From 1998-2006, the total face value of outstanding residential mortgages increased by more than $6 trillion. The financial system was easily able to accommodate over $670 billion in net new mortgage debt per year because the total market value of US residential property increased even more rapidly – by $13.9 trillion – over the same period, leaving the home equity-to-home value ratio roughly constant. However, starting in early 2007, the value of the US housing stock began to decline (including the value of newly constructed properties). In the two years (eight quarters) ending on April 1, 2009, the market value of US residential real estate fell by $7.3 trillion while outstanding mortgage debt grew by another $600 billion over that period. As a result, the ratio of home equity-to-home values fell by one-third and the US financial system faced asset impairment on a systemic basis.

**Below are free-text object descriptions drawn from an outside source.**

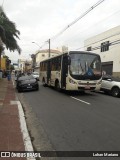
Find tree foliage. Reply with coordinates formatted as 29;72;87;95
0;6;21;54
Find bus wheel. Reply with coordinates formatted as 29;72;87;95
42;78;47;87
55;81;61;91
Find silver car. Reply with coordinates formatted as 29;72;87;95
31;72;39;81
100;75;120;97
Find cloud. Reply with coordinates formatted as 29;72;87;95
2;0;120;62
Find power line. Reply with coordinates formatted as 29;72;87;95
66;9;120;42
34;0;106;51
32;41;48;50
86;39;120;51
76;31;120;50
50;0;105;40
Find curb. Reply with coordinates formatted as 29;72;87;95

The Obama plan would use TARP funds to pay banks to take the outstanding mortgage balances down in cases when the borrowers are underwater. But this does not address impaired mortgages in cases where the house value had not fallen below the mortgage balance. What kind of mortgage forgiveness would be required to take outstanding mortgage balances to a sustainable level?
|US Residential Real Estate*||Mortgage Debt*||Equity/Value|
|High (2001-Q1)||$ 12,564,461||$ 4,883,306||61.1%|
|Low (2006-Q4)||$ 22,943,505||$ 9,825,218||57.2%|
|2009-Q4||$ 16,575,064||$ 10,262,339||38.1%|
|Necessary Debt Reduction||$3,495,842.22|
*in millions of dollars
From 1998-2006 the average home equity-to-home value ratio was 59%. This ratio was remarkably stable during this period, with a quarterly high of 61% and a quarterly low of 57%. Assuming this 58% is a steady state equilibrium, achieving this ratio in 2010 would require a $3.5 trillion reduction in outstanding mortgage balances.

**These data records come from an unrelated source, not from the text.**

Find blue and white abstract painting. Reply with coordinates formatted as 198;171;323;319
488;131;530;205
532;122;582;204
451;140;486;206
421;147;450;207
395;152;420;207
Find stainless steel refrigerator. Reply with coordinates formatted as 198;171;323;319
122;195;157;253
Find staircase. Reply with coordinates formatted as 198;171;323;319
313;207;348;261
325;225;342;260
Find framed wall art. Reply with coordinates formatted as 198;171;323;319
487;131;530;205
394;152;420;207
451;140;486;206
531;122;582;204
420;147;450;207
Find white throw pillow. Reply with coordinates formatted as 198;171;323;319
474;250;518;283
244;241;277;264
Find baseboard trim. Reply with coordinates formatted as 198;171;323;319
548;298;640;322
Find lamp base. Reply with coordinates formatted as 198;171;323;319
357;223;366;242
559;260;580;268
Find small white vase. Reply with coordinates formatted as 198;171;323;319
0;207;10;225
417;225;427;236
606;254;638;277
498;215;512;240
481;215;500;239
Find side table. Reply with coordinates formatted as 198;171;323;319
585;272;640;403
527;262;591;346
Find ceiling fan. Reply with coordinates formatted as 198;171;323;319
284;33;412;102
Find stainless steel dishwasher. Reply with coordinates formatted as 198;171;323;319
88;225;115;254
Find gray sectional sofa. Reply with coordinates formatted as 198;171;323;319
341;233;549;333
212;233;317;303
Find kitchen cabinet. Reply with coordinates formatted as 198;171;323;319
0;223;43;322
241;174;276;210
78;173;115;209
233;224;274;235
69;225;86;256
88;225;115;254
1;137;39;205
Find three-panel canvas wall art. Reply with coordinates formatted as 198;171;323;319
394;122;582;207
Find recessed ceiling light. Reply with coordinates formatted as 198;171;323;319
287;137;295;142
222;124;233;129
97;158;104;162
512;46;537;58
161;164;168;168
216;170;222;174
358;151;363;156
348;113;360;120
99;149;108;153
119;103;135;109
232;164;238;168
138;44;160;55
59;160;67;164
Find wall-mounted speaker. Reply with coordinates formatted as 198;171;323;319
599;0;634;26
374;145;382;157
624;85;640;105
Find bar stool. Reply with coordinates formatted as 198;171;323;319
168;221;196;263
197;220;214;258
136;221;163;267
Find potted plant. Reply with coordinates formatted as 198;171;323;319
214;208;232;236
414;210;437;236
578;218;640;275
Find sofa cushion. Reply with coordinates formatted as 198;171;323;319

Obviously, such a swift resolution will be better implemented over a longer horizon, but the current mismatch is so great that if the total market value of residential real estate grows by 4% per year, home equity would not reach 59% of assets until 2020. Mortgage balances are likely to fall from current levels. The question is whether that will come from principal reductions on existing mortgages or a decline in access to mortgage credit going forward. Part of the reduced access to credit would be welcome, as large down payments would be required to buy homes. But part of the decline would obviously harm would-be borrowers’ ability to own homes – and the political system has historically been unwilling to allow this to occur.
The Obama Administration is right to view principal reductions as the key to reducing foreclosures and limiting bank losses, but the scale of the problem is far larger than the proposed solution. The latest housing bailout plan is unlikely to have any better results than past efforts. Nor is it clear that the small positive benefits from the program outweigh the problems associated with obvious moral hazard of debt forgiveness. The bottom line is that current economic and policy trends point to de facto government ownership of housing market credit obligations for the rest of the decade.